When we are born into the world, we are clothed in sin-clad flesh and body. Our bodies are worldly vessels that are bedevilled by lusts of all forms (Eph 2:1-3, Jms 1:14). Then one day, we discover Jesus and we are enraptured by His promise of salvation and eternal life. You may or may not remember that very moment of joy and victory over sin. That sudden feeling that, at last, we have conquered sin through Christ. It was an incredible feeling, knowing and realising that all our old and sinful ways were now gone. Forever. The world then felt like a brand new place. It was brighter, more hopeful and it was all good and wonderful. Our hearts soared to new unheard-of heights as we envision a life without sin.
However tantalising this all sounded, it eventually dawned on all of us that the old self was still active. While there was that unmistakable feeling of newness of life, there was never any doubt that the old had not really left as well. It became a spiritual struggle, a warfare, now battling for our attention inside us (Gal 5:17). It is only then that we realise our life is but a battle to be fought within the realm of our consciousness.
It is this fight to the end that Paul talks about in Colossians 3:1-17 where he offers a fresh principled look at how this battle must be fought to overcome our struggles. He gives us a compelling view of the kind of life we can lead in glory to God, one that we can savour sweet victory over that pesky old man in us.
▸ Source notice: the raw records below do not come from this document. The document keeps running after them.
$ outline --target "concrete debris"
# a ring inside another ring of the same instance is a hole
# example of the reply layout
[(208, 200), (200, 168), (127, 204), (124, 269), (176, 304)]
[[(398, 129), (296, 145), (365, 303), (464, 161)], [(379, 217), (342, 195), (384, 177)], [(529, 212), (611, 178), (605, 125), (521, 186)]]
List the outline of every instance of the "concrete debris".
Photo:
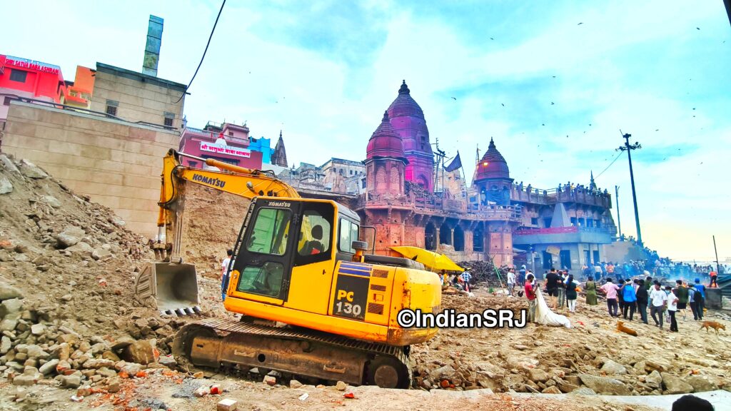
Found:
[(662, 372), (661, 374), (662, 385), (665, 386), (667, 393), (686, 394), (693, 392), (693, 386), (684, 382), (681, 377), (667, 372)]
[(4, 176), (0, 176), (0, 194), (12, 192), (12, 184)]
[(627, 373), (627, 369), (624, 368), (624, 366), (617, 363), (612, 360), (607, 360), (604, 363), (601, 371), (606, 373), (607, 375), (621, 375)]
[(216, 411), (236, 411), (236, 401), (231, 399), (224, 399), (216, 404)]
[(39, 167), (26, 159), (20, 160), (20, 164), (18, 168), (20, 168), (20, 173), (22, 173), (23, 176), (30, 178), (48, 178), (48, 175), (46, 174), (45, 171), (43, 171)]
[(154, 363), (159, 357), (159, 352), (155, 348), (154, 340), (136, 341), (126, 347), (122, 352), (122, 358), (125, 361), (149, 364)]
[(602, 395), (629, 396), (632, 391), (624, 382), (613, 378), (580, 374), (579, 378), (587, 387)]
[(15, 287), (0, 282), (0, 301), (11, 298), (23, 298), (23, 293)]

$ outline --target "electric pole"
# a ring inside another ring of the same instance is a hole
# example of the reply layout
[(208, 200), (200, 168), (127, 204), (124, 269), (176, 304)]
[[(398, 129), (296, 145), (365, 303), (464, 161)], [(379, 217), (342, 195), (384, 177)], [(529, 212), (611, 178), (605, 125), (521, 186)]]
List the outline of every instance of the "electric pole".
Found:
[(716, 235), (713, 235), (713, 252), (716, 252), (716, 273), (721, 274), (721, 267), (719, 264), (719, 250), (716, 248)]
[(614, 201), (617, 204), (617, 225), (619, 226), (619, 238), (622, 238), (622, 220), (619, 218), (619, 186), (614, 186)]
[[(621, 133), (622, 130), (619, 130)], [(620, 146), (617, 151), (626, 151), (627, 152), (627, 160), (629, 161), (629, 181), (632, 185), (632, 203), (635, 203), (635, 225), (637, 226), (637, 244), (640, 246), (643, 246), (642, 244), (642, 232), (640, 230), (640, 213), (637, 211), (637, 192), (635, 191), (635, 173), (632, 172), (632, 150), (637, 150), (637, 148), (642, 148), (642, 146), (639, 143), (635, 143), (635, 144), (629, 144), (629, 137), (632, 135), (629, 133), (622, 134), (622, 137), (624, 138), (624, 146)]]

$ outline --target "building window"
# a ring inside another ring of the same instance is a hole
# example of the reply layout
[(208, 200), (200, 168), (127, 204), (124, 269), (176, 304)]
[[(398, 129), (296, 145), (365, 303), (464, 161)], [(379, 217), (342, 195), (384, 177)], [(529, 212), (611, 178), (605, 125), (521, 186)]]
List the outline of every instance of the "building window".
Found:
[(24, 70), (18, 70), (15, 69), (10, 69), (10, 80), (18, 81), (18, 83), (25, 83), (26, 78), (28, 77), (28, 72)]
[(173, 127), (173, 121), (175, 118), (175, 113), (167, 113), (166, 111), (166, 112), (164, 112), (163, 113), (163, 116), (165, 118), (164, 122), (163, 123), (165, 125), (165, 127)]
[(107, 114), (116, 116), (118, 107), (119, 107), (119, 102), (115, 100), (107, 100)]

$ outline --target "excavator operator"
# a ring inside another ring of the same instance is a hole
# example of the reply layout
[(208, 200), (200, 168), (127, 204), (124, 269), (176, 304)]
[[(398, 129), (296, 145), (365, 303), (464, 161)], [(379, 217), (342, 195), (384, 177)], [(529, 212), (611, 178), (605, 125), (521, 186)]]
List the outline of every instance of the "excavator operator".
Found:
[[(303, 230), (300, 235), (304, 237), (304, 230)], [(300, 248), (298, 252), (300, 255), (314, 255), (325, 251), (325, 246), (321, 242), (321, 240), (322, 239), (322, 225), (318, 224), (317, 225), (313, 226), (312, 230), (310, 230), (309, 238), (312, 239), (304, 242), (302, 248)]]

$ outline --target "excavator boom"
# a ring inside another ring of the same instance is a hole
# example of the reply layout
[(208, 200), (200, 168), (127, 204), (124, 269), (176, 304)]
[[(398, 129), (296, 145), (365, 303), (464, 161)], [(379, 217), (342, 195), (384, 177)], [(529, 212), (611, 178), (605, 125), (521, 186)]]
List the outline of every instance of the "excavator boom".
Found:
[[(181, 157), (200, 161), (216, 170), (201, 170), (181, 164)], [(289, 184), (269, 171), (252, 170), (213, 159), (203, 159), (170, 149), (163, 158), (157, 238), (153, 249), (161, 263), (147, 265), (135, 281), (135, 298), (164, 314), (199, 312), (195, 266), (181, 258), (181, 228), (184, 224), (180, 201), (184, 182), (200, 184), (245, 198), (257, 196), (299, 197)], [(169, 234), (172, 241), (167, 242)]]
[[(360, 218), (342, 204), (303, 198), (270, 172), (188, 156), (217, 169), (200, 170), (181, 165), (184, 156), (170, 150), (164, 159), (153, 247), (163, 262), (137, 276), (140, 302), (166, 314), (200, 311), (195, 267), (181, 258), (183, 183), (251, 203), (242, 216), (224, 290), (224, 308), (246, 321), (187, 324), (173, 344), (178, 363), (408, 388), (410, 344), (437, 330), (402, 328), (397, 314), (439, 310), (439, 276), (411, 260), (364, 254)], [(281, 323), (287, 326), (274, 326)]]

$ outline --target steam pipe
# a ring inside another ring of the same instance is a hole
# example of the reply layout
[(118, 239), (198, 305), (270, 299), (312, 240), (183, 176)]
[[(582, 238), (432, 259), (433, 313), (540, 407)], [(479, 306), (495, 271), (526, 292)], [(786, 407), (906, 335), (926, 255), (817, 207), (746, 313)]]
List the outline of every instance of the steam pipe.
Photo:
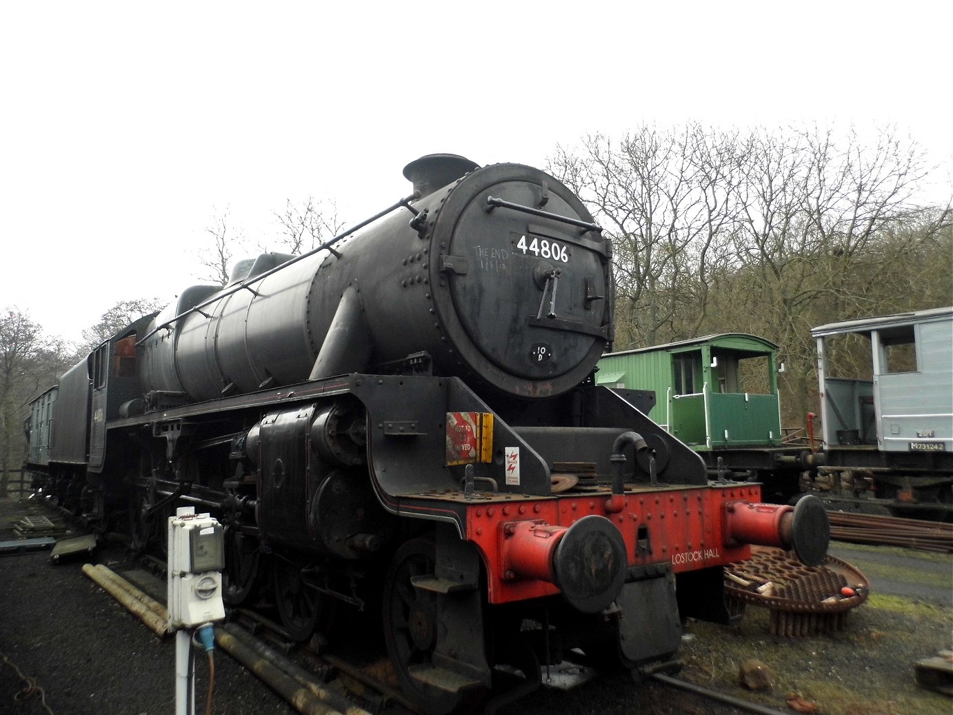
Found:
[(623, 432), (612, 443), (612, 456), (609, 458), (609, 461), (612, 462), (612, 497), (606, 500), (605, 510), (613, 514), (622, 511), (625, 506), (622, 496), (625, 493), (625, 476), (622, 474), (622, 467), (626, 459), (622, 449), (627, 444), (632, 445), (637, 455), (649, 448), (638, 432)]

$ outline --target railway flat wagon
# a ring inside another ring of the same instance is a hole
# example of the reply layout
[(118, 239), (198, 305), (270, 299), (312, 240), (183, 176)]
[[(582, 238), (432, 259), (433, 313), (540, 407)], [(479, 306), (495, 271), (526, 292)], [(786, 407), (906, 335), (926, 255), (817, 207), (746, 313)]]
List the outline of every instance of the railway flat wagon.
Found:
[(829, 323), (811, 335), (824, 470), (868, 480), (895, 513), (953, 517), (953, 308)]
[(720, 333), (606, 354), (596, 382), (655, 391), (648, 417), (700, 455), (713, 477), (761, 482), (765, 500), (785, 501), (801, 491), (812, 455), (785, 443), (778, 351), (764, 337)]

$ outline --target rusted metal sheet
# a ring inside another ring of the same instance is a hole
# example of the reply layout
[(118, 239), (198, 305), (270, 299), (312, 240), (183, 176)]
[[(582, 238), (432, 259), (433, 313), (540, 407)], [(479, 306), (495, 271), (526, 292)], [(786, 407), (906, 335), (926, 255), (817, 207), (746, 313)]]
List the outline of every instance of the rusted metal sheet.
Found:
[(96, 537), (94, 534), (87, 534), (75, 539), (62, 539), (56, 542), (52, 553), (50, 554), (50, 558), (54, 562), (58, 562), (64, 556), (71, 554), (91, 554), (96, 545)]

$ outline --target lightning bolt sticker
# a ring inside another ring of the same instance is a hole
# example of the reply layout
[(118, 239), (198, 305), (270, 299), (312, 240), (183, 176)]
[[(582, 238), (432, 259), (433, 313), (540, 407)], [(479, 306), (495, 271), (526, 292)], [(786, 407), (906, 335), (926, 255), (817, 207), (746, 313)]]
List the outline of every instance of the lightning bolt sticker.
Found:
[(506, 483), (519, 486), (519, 447), (506, 447)]

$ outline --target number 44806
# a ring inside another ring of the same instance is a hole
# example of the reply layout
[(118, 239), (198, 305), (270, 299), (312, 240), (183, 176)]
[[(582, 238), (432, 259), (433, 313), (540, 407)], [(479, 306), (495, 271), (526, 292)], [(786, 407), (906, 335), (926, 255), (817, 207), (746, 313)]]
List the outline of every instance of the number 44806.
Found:
[(566, 250), (565, 246), (562, 246), (556, 241), (547, 241), (545, 238), (539, 239), (536, 236), (527, 245), (526, 236), (519, 236), (519, 241), (517, 243), (517, 248), (523, 252), (523, 254), (533, 254), (540, 258), (552, 258), (553, 260), (559, 260), (563, 263), (569, 262), (569, 252)]

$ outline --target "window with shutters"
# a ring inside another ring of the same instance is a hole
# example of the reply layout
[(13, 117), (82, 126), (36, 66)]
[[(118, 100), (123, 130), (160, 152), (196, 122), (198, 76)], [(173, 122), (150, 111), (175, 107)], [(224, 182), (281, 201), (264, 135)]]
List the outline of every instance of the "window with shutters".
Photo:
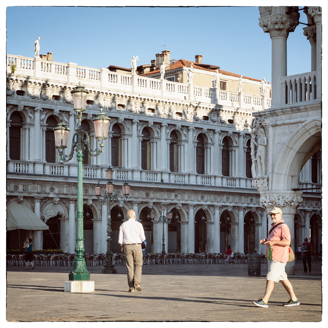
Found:
[(147, 128), (145, 128), (141, 133), (141, 169), (150, 170), (150, 133)]
[(23, 118), (18, 112), (14, 112), (10, 115), (9, 128), (9, 157), (10, 159), (20, 159), (21, 131), (23, 126)]
[(246, 176), (248, 178), (252, 178), (252, 157), (251, 157), (251, 140), (250, 139), (246, 144)]
[(204, 174), (204, 139), (199, 134), (197, 137), (197, 144), (196, 147), (196, 163), (197, 173)]
[[(90, 137), (90, 125), (86, 120), (83, 120), (81, 122), (81, 128), (82, 130), (84, 130), (89, 135)], [(89, 139), (89, 140), (90, 139)], [(96, 141), (96, 143), (97, 142)], [(96, 148), (96, 147), (94, 147)], [(84, 165), (88, 165), (90, 164), (91, 162), (91, 158), (90, 155), (89, 154), (89, 152), (88, 151), (88, 149), (86, 147), (85, 149), (83, 150), (83, 158), (82, 160), (82, 164)]]
[(121, 159), (119, 156), (121, 149), (121, 128), (117, 123), (112, 128), (113, 133), (111, 141), (112, 166), (116, 167), (121, 166)]
[(48, 163), (55, 162), (56, 148), (55, 148), (55, 133), (52, 129), (57, 125), (57, 121), (51, 115), (47, 119), (46, 130), (46, 161)]
[(222, 147), (222, 174), (229, 176), (229, 142), (226, 137), (223, 140)]
[(171, 138), (169, 145), (170, 147), (170, 170), (171, 172), (177, 172), (178, 159), (179, 155), (178, 153), (178, 136), (174, 131), (170, 135)]

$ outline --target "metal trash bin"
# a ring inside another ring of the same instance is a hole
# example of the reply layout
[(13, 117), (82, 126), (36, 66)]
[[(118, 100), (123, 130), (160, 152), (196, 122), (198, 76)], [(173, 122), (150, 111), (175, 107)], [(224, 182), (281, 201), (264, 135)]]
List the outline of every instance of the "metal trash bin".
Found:
[(247, 265), (249, 276), (261, 275), (261, 257), (259, 254), (247, 255)]

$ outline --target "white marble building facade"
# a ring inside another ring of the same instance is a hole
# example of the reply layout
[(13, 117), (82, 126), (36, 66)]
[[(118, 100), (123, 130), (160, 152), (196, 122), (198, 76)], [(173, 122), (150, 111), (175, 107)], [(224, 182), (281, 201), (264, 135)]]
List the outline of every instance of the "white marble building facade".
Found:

Paul certainly knew what he was on about when he suggested that we clothe ourselves in Christ. Christ offers us the perfectly tailored clothing that allows us to be a positive and glowing influence on the world. On the other hand, on our sinful selves, our perfect outfit will stain but clothed in Christ, His light will surely shine outwardly.
When we are raised with Christ, we must pursue the things that are above (Mt 6:33), where Christ is seated to the right of God, and not on the things on earth for we have since died unto ourselves to be raised in Christ and today, our lives are hidden with the Son in the Father. When Christ is revealed in our lives, we will also be revealed in Him in glory.
Clothed now for and in Christ, we are to put to death whatever attributes that are of the impure flesh such as covetousness, greed, corruption, licentiousness, fornication and all that is bound by evil, knowing that in disobedience comes the wrath of God. Of our old self, this was once the way of life we followed but in Christ, we must be rid ourselves of this as well as our anger, maliciousness, slander, lies and profanities and then be renewed in the knowledge that there is no longer Greek and Jew, circumcised and uncircumcised, barbarian, Scythian, slave and free but instead, Christ is all and in all (Col 3:11).
As God’s elected children, holy and beloved, the old must be done away. In its place, we are to emanate lovingkindness, humbleness, compassion, meekness and perseverance. We are to be tolerant of others and their differences, forgiving of others as we seek God to forgive us (Col 3:13). In love, we must bind all our life to be in harmony with how Christ wants us to conduct ourselves.

Be at peace just as Christ rules our hearts. Be thankful and grateful for the kindness and thoughtfulness others show to us and we underline that by singing psalms, hymns and spiritual songs of praiseworthiness to God. And in all that we say or do, in word or in deed, lead us to everything in the Name of the Lord Jesus Christ, and through Him, give thanks to God our Father.